Private equity firms, investment bankers and hedge funds only see the illusion of size and liquidity. The Brazilian exchange is now the fourth largest in the world by market value. It offers a playground for complicated financial strategies and an easy IPO exit for private equity.
But the Brazilian market, like other emerging markets, is quite different. While developed markets offer thousands of companies and diversification, Brazil’s market is limited. Only eight companies account for more than 50% of Brazil’s market capitalisation. Also, other mechanisms are not in place. Shorting stock is difficult and expensive. Accurate, timely and complete information may not be available from family or government-owned firms like the oil giant Petrobras. Watchdogs may be ineffective in a country that ranks 69th out of 178 countries in Transparency International’s annual ranking of perceived corruption.

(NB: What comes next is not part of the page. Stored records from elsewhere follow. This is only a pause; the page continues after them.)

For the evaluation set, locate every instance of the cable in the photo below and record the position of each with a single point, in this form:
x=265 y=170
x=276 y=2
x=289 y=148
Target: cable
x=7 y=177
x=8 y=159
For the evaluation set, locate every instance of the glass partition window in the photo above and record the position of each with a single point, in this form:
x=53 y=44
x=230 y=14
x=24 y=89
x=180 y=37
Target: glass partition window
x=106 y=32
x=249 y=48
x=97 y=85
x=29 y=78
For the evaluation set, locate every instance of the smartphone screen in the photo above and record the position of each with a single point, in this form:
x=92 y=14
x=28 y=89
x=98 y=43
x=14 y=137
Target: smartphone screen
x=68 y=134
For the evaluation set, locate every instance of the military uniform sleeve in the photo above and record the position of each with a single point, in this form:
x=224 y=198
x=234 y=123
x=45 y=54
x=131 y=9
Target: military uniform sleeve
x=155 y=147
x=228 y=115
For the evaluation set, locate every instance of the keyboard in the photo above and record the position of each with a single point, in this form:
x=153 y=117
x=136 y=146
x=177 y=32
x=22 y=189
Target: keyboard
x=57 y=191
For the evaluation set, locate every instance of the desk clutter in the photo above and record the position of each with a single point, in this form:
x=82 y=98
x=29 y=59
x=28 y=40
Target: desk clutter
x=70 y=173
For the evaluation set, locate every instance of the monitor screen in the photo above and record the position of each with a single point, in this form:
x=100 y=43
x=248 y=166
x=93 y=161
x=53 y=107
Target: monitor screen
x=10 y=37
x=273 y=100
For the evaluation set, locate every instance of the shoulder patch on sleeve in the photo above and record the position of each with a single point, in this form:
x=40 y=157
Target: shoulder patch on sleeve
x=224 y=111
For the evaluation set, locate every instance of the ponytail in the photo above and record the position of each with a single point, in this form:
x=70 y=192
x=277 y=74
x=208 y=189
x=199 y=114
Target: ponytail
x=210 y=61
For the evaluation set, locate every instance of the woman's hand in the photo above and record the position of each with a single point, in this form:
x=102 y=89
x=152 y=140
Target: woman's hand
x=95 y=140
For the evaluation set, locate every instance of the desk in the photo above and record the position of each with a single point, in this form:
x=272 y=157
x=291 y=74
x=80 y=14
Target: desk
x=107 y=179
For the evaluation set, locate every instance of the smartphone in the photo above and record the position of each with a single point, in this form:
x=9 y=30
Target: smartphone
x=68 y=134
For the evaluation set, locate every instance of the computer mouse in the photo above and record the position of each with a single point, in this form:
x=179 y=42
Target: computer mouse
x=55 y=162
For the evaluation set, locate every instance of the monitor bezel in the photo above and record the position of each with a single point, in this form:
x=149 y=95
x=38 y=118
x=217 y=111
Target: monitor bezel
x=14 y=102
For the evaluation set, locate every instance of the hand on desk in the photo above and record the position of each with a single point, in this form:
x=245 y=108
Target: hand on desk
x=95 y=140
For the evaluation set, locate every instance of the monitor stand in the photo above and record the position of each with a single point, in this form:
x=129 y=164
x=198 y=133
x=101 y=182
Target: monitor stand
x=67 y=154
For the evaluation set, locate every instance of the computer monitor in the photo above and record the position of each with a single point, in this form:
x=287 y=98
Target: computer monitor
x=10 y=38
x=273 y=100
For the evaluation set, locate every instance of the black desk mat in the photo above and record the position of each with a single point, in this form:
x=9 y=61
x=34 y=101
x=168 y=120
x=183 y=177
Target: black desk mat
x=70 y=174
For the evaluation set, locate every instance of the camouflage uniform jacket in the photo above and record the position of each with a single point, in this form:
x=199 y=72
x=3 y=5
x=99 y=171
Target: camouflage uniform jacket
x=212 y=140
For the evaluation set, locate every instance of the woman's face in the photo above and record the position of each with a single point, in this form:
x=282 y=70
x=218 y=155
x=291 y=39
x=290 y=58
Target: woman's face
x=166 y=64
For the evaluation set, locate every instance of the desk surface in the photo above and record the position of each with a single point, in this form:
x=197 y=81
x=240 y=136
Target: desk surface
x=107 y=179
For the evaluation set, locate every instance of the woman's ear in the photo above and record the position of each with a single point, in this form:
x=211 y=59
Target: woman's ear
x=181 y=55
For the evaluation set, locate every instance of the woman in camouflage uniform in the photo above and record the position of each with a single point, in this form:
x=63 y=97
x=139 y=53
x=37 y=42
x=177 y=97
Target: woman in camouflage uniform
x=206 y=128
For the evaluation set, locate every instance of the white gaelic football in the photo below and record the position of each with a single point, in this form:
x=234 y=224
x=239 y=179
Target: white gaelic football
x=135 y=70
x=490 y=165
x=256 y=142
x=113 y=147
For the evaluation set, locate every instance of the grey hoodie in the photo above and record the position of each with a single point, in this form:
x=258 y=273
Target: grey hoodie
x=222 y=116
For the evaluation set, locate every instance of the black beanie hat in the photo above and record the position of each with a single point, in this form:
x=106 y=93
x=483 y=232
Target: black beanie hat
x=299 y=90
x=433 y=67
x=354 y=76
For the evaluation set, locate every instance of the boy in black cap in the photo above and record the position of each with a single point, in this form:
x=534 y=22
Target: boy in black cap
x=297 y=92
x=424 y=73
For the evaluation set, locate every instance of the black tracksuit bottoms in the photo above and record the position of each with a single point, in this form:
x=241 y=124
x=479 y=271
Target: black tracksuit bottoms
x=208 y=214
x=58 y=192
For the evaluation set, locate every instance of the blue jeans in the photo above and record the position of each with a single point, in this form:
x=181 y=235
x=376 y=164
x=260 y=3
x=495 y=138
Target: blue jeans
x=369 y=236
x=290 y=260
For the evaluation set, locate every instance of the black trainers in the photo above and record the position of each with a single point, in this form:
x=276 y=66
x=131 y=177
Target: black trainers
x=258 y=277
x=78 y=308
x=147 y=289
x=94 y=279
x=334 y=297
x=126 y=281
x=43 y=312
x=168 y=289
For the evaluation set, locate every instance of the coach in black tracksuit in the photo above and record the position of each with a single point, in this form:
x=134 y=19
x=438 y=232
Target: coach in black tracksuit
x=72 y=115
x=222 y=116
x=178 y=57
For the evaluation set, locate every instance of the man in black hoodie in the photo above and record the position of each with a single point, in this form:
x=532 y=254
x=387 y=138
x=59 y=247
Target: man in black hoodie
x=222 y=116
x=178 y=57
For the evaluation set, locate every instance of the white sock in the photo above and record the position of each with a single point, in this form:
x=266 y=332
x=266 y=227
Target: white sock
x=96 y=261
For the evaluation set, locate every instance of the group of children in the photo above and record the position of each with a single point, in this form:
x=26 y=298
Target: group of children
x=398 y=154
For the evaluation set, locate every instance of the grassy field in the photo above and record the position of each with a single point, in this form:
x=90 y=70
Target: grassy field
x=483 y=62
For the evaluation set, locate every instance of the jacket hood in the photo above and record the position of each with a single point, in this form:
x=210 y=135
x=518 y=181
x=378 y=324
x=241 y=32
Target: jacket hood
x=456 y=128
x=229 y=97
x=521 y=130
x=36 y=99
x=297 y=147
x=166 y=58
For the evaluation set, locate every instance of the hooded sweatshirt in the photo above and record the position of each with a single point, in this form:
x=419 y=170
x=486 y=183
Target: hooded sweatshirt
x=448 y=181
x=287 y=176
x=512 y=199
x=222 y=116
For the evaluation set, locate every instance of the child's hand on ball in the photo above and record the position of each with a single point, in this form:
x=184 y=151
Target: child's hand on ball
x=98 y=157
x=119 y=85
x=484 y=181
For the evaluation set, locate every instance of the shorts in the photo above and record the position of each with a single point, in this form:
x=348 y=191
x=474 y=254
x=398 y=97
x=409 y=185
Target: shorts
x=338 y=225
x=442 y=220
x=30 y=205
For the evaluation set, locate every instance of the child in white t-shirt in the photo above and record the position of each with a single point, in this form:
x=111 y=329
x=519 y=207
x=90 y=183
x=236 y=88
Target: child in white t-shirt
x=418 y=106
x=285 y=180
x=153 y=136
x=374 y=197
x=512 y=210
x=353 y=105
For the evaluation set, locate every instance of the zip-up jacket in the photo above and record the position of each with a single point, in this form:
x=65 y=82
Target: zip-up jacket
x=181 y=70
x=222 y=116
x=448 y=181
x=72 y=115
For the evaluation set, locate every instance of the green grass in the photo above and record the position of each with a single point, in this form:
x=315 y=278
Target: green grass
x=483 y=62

But it is not just the equity market. Brazil’s new middle class has been on a five-year credit binge that has exceeded even the expansion in other emerging markets. Brazil’s credit has expanded 2.4 times the GDP compared with 2, 1.6 and 1.2 times for Russia, India and China, respectively.
The growth of credit in Brazil is all the more surprising because the interest rates are so high. The average rate for commercial loan is 29%. Consumer rates can be much higher, often in excess of 30%. Yet, despite interest that is punitively expensive, if not usurious, the lending goes on. According to bank Itaú-Unibanco, Brazil’s largest private sector bank, lending could surge as much as 20% this year. Like China, much of this lending is from the state bank BNDES.
Like in the US, the debt service burden for consumers has risen to unsustainable levels. It is now 24% of disposable income. The US consumer debt pyramid collapsed after it reached only 14% of disposable income. Can you say “subprime”?
While the warning signs are there, they are being studiously ignored. Bank Itaú dismissed the idea of a problem. A former central banker, Arminio Fraga, agrees that there might be some issues, but felt that it was not enough to evoke concern. “We may have traces of subprime in the system…I don’t think it has gone that far.” It reminds one of US Federal Reserve chairman, Ben Bernanke, who in 2007 said “that the impact on the broader economy and financial markets of the problems in the subprime market seems likely to be contained.” Not thinking about it does not make it go away.